The mechanism for the seizures was that the anaphylactic reaction in the central nervous system was caused by the triggering of degranulation of mast cells also present in the brain. Upon exposure to a particular antigen, some people develop IgE antibodies rather than the IgG or IgM when class switching occurs. IgE causes that person to have an allergic response to a subsequent exposure to that same antigen. The Special Master also accepted this testimony.
Respondent’s expert believed the most common presentations of anaphylaxis, including cutaneous, respiratory, or cardiovascular symptoms, were not present in this case, and he did not believe that seizures could be part of an anaphylactic phenomenon. Ultimately, he said he was relying on epidemiology which has not identified a signal that would, for example, raise the relationship between a vaccine and the onset of epilepsy from 1.00 to 1.20.

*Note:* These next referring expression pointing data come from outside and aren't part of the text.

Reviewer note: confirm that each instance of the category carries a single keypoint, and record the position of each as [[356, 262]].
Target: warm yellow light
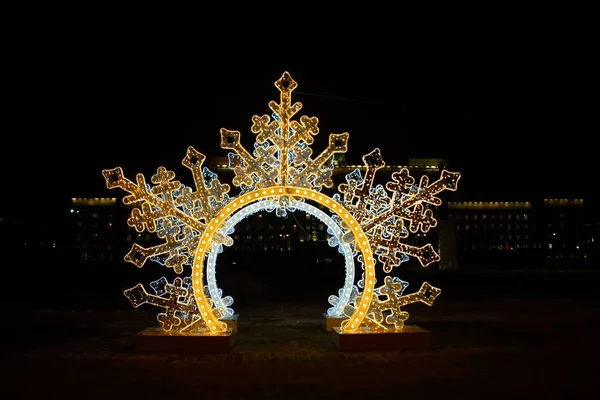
[[363, 247], [281, 168]]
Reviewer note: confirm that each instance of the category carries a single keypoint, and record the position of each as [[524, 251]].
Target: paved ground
[[492, 349]]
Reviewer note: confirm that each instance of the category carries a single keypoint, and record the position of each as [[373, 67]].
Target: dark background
[[507, 97]]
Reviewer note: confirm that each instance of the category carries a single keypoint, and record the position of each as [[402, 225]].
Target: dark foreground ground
[[541, 343]]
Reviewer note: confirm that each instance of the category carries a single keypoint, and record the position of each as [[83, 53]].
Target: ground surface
[[534, 347]]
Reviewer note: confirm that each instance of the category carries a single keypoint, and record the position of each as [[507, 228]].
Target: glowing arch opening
[[224, 303], [212, 315]]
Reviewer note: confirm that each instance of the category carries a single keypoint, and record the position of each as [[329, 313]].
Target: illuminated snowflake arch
[[367, 222]]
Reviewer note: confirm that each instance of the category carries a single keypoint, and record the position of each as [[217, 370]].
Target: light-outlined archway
[[375, 219], [269, 205], [205, 304]]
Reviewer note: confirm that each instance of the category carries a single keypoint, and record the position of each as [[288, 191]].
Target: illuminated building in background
[[519, 232], [469, 232]]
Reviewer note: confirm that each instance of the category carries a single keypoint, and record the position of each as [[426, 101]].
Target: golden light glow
[[374, 219], [279, 191], [384, 217]]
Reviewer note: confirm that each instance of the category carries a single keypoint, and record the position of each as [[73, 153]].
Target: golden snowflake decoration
[[281, 164]]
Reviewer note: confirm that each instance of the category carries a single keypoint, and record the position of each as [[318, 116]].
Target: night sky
[[509, 108]]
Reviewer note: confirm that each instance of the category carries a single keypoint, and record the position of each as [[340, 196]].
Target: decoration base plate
[[411, 336], [156, 340]]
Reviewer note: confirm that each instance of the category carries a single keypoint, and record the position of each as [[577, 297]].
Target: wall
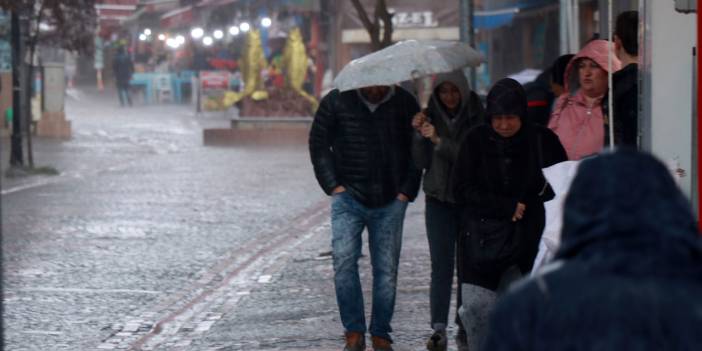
[[666, 121]]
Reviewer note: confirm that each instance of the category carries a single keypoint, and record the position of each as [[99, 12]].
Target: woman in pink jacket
[[577, 117]]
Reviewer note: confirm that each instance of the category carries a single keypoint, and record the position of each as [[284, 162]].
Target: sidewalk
[[273, 292]]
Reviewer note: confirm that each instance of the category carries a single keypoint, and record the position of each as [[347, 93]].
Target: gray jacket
[[437, 160]]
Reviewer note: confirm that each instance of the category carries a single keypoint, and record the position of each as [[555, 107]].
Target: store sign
[[414, 19], [407, 14]]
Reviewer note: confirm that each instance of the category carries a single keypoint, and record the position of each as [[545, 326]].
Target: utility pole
[[16, 154], [467, 34]]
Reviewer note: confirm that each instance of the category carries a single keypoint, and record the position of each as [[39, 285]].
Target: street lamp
[[197, 33], [172, 43]]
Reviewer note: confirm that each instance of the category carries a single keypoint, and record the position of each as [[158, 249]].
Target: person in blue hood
[[439, 131], [628, 274], [499, 179]]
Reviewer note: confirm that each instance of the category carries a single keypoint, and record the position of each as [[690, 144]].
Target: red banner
[[214, 79]]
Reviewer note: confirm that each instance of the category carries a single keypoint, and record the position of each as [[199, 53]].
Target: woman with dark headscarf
[[498, 177], [628, 274]]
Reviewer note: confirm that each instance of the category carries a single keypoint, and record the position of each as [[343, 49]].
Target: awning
[[177, 18], [494, 18], [204, 3]]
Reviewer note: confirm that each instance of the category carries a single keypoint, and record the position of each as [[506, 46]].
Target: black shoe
[[461, 340], [437, 342]]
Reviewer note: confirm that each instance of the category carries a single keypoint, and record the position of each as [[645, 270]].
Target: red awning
[[177, 18]]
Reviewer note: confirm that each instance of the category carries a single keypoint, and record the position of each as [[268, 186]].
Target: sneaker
[[381, 344], [355, 341], [461, 340], [437, 342]]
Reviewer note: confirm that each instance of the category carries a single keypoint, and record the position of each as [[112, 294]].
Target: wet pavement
[[149, 240]]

With regard to prong 2, the Special Master observed that differential diagnosis is a well-accepted medical methodology for determining diagnoses and causation, and it has been accepted by multiple courts under a Daubert analysis. Thus, Petitioner’s expert’s differential diagnosis of an anaphylactic reaction to the vaccinations was both reasonable and persuasive. He provided a logical cause and effect explanation of the mast cell mechanism that likely resulted in a central nervous system anaphylaxis in a child who received vaccine antigens to which he had previously been exposed from prior vaccinations of the same type.

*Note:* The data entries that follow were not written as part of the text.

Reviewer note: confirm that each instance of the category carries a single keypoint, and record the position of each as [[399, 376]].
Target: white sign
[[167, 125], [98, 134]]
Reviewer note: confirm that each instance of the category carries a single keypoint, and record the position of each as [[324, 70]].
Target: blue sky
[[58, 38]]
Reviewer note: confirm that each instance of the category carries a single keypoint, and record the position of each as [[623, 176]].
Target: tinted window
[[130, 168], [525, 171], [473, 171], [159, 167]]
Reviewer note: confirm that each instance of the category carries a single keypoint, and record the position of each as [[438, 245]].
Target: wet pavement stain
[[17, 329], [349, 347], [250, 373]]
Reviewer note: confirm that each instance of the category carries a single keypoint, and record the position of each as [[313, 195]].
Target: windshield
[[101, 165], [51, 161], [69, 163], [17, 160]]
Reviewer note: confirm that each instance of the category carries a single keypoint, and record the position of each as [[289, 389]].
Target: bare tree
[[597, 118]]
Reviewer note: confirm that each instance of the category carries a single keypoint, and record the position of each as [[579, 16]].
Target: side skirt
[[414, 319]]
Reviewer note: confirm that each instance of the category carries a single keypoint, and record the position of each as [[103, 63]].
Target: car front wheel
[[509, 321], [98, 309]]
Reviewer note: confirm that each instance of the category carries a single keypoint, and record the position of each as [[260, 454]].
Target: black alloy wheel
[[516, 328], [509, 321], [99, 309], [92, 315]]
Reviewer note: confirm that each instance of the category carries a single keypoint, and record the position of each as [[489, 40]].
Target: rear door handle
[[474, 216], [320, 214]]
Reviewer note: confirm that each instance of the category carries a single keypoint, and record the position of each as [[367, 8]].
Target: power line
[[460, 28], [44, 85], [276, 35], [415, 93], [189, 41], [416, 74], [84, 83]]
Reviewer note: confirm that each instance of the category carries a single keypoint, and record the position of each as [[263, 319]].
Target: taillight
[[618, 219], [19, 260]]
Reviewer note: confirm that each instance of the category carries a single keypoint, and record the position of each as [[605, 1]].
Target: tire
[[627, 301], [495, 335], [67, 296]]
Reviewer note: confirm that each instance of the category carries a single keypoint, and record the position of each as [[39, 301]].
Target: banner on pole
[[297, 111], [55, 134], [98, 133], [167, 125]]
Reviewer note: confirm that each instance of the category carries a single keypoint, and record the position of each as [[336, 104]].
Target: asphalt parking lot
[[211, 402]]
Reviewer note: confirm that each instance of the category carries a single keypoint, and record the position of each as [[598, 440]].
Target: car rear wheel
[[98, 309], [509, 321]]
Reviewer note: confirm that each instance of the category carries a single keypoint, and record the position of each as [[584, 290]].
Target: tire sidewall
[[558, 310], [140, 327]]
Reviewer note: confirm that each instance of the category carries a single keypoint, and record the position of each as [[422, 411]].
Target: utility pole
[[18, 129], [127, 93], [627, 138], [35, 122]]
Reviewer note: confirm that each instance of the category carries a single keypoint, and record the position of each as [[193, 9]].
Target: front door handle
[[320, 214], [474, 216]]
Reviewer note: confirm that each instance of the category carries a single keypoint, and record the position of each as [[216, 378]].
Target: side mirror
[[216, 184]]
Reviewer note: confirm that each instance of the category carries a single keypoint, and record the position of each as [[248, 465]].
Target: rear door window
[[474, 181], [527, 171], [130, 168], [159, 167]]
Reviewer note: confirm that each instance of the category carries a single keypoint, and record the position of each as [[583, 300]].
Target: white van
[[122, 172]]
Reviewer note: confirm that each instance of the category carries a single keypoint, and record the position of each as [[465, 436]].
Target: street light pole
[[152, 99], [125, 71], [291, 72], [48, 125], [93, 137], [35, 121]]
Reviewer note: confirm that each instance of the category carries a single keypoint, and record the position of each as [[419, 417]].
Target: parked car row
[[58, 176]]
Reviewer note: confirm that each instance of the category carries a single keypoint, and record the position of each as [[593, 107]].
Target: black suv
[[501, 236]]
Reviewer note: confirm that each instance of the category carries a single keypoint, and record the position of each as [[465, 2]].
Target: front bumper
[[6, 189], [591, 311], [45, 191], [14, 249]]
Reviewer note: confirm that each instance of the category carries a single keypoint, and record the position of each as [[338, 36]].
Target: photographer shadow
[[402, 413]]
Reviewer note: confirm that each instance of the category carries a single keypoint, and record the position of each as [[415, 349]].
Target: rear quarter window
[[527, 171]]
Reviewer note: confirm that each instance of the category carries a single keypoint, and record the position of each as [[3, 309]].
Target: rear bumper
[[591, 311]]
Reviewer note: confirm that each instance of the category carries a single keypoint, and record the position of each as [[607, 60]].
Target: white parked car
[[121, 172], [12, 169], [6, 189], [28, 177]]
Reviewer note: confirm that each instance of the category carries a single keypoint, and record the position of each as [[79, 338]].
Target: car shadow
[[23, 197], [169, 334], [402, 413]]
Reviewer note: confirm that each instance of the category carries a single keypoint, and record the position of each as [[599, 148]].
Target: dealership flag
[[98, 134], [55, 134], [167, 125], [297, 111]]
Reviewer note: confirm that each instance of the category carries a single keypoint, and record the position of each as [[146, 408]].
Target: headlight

While Respondent’s expert testified that he thought that Petitioner suffered an idiopathic seizure, he did acknowledge on cross-examination that it was plausible to say that the chances of the child suffering an idiopathic event within two minutes of receipt of a vaccine would be on the order of one in fifty million. The court held that, as demonstrated by Petitioner’s expert’s testimony and supporting literature, the likelihood of a biphasic anaphylactic reaction to the vaccines was greater than one in fifty million, and in fact, is more likely than not. Timing was appropriate for an anaphylactic reaction.
The Court rejected the proposed alternative cause of an unknown gastrointestinal illness.
The Court then noted that Petitioner had proven both a table and off-table anaphylaxis. This was thought to be necessary, because the QAI illustration of anaphylaxis did not include the term seizure, but more generally described the most common manifestations of anaphylaxis, including severe respiratory and cutaneous symptoms at times leading to death. The Court held that, in reviewing the aid to interpretation of anaphylaxis, the definition provided is illustrative of the condition but not restrictive, as is for example, the definition of a table encephalopathy.